寒さと貧困との戦い3
寒さと貧困との戦い3
居間「チャノマ」の西側にある炊事場「ナガシバ」には、大きな花こう岩を平らに四角く削り掘った流し台「ナガシ」が裸電球の下で寒々と備わっているのです。その横に水おけ「ミズオケ」が手押し水揚げポンプから半丸流水管「トヨ」につながり、井戸「エド」からくみ上げた手の切れるような冷たい水がくみ置きされているのです。
この手押し水揚げポンプも最近購入したばかりで、それまでは直接井戸に滑車とロープを使い、釣瓶「ツルベ」のオケを落として水をくみ上げていたのです。女性には過酷な労働だったものが、近代化とはこんな便利で楽な物が出てきたのだろうかと、釣瓶での水くみのつらさを忘れかけているのです。
くみ上げた冷たい水と金たらいを使って、洗面や食後の洗い物から大きな木のタライと洗濯板を使って衣類の洗濯を行いすべての洗いものを石の流し台でするのです。煮焼きは囲炉裏で行い炊飯と蒸し物は土間に据付けてあるモミ殻を燃料とするヌカ釜「カマド」だけなのです。
長い冬に食べる副食「オカズ」はほとんどが保存食で、秋に漬け込んだ多彩な野菜の漬物と、越冬野菜の根菜類を使った煮物に、囲炉裏の火でじっくりと煮込んだ豆類や、乾燥や塩漬けをした山菜の煮付けが毎日の食卓に上がるのです。数日置きかに、塩でガチガチに漬けられたマス、サケ、イカ、ニシン、サバ、イワシ、サメ、など塩蔵魚と干し魚の切り身が貴重なタンパク源の副食なのです。それらが食膳に出た時はご飯も多く食べてしまうのです。
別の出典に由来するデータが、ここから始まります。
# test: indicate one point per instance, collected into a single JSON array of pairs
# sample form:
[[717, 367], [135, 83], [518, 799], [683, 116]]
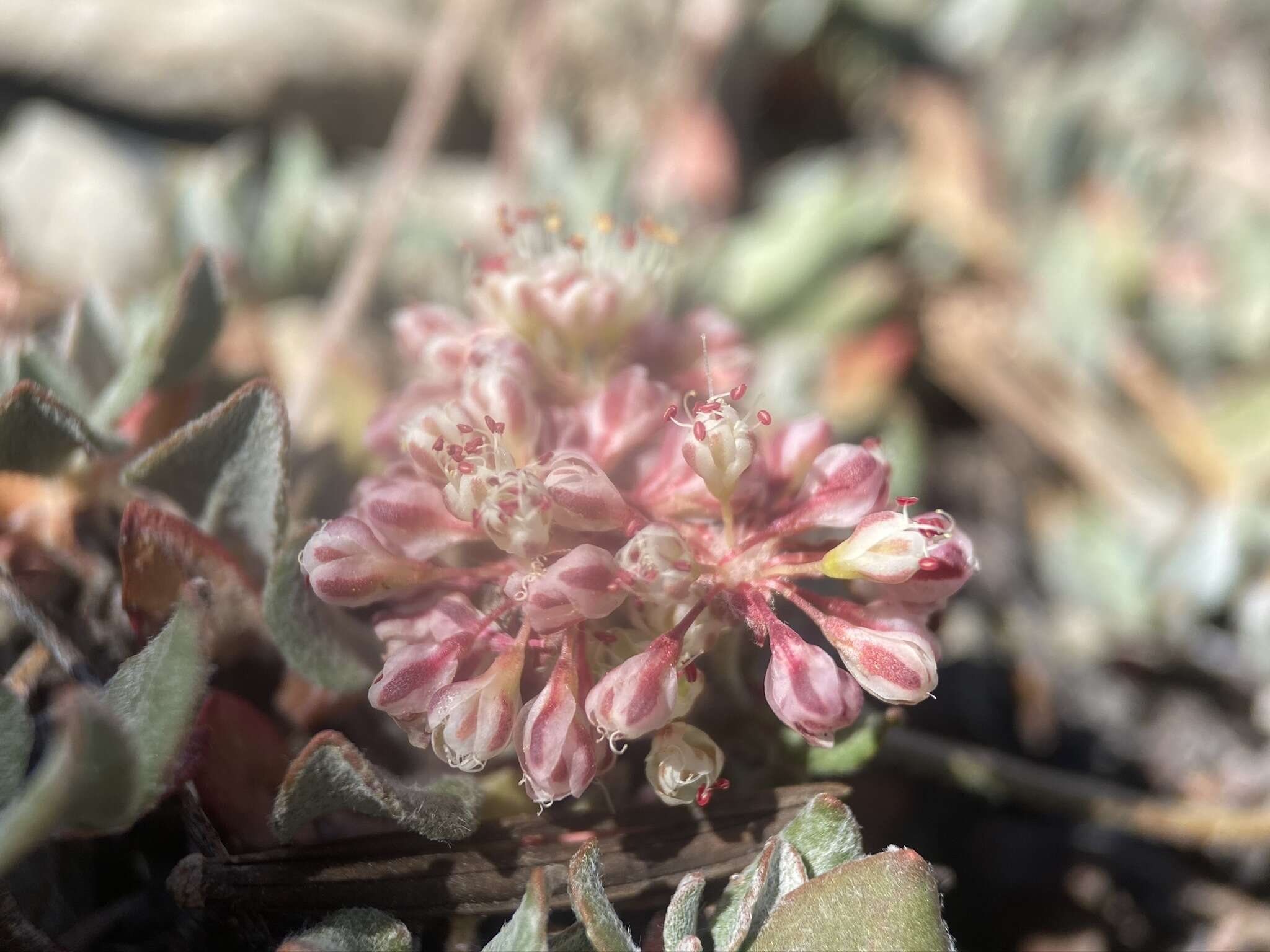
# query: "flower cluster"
[[558, 536]]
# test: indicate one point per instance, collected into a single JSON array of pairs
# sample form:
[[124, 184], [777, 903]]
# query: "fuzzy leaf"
[[177, 340], [888, 901], [159, 552], [324, 644], [229, 471], [158, 692], [38, 433], [825, 834], [332, 775], [17, 735], [352, 931], [87, 781], [527, 928], [681, 915], [592, 907]]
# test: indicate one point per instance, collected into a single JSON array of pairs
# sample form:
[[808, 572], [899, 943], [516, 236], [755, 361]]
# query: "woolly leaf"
[[229, 471], [825, 834], [159, 552], [324, 644], [352, 931], [87, 781], [888, 901], [681, 915], [527, 928], [332, 775], [158, 692], [38, 433], [17, 735], [592, 907]]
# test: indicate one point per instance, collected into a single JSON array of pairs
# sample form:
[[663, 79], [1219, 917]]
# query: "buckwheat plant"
[[580, 500]]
塩の結晶が吹き出た塩辛い「ショッパイ」塩蔵魚でも、まれにしか食べる事が出来ない為か体が要求するのか非常にうまいのです。食べ残すなどはとんでも無い事で、残った骨をさらにオキ火で香ばしく焼き上げて、お湯「サヨ」を注いで骨に付いている残り身をしゃぶり、カリカリになった骨をかみ砕いて、塩加減のちょうど良いお湯かけご飯にして胃に流し込むのです。
今の豊富な物流から考えたら笑い話なのですが、当時のいい大人になっても、海の水は塩辛いのだから海で取れる魚は全部が塩辛いのがあたりまえで、川で取れる魚は塩辛くないのだと信じていた素朴な人もいたのです。
まれに買う魚屋や肉の包装紙は新聞や経木「材木を薄く紙状に削った物」に包まれていて、肉や魚を取り出した後の紙は火を燃やす時のたき付けに使うのです。家の中全部が天然の冷蔵庫なのですから、よほどの事がない限り腐る食べ物は出ないのです。もち論、食べ残しも出る訳もないのです。炊事で出る野菜の切りくずなどは家畜の飼料と一緒にして与えるので残飯やゴミは出る事はないのです。現代の大きなゴミ問題なんて想像もできない事柄なのです。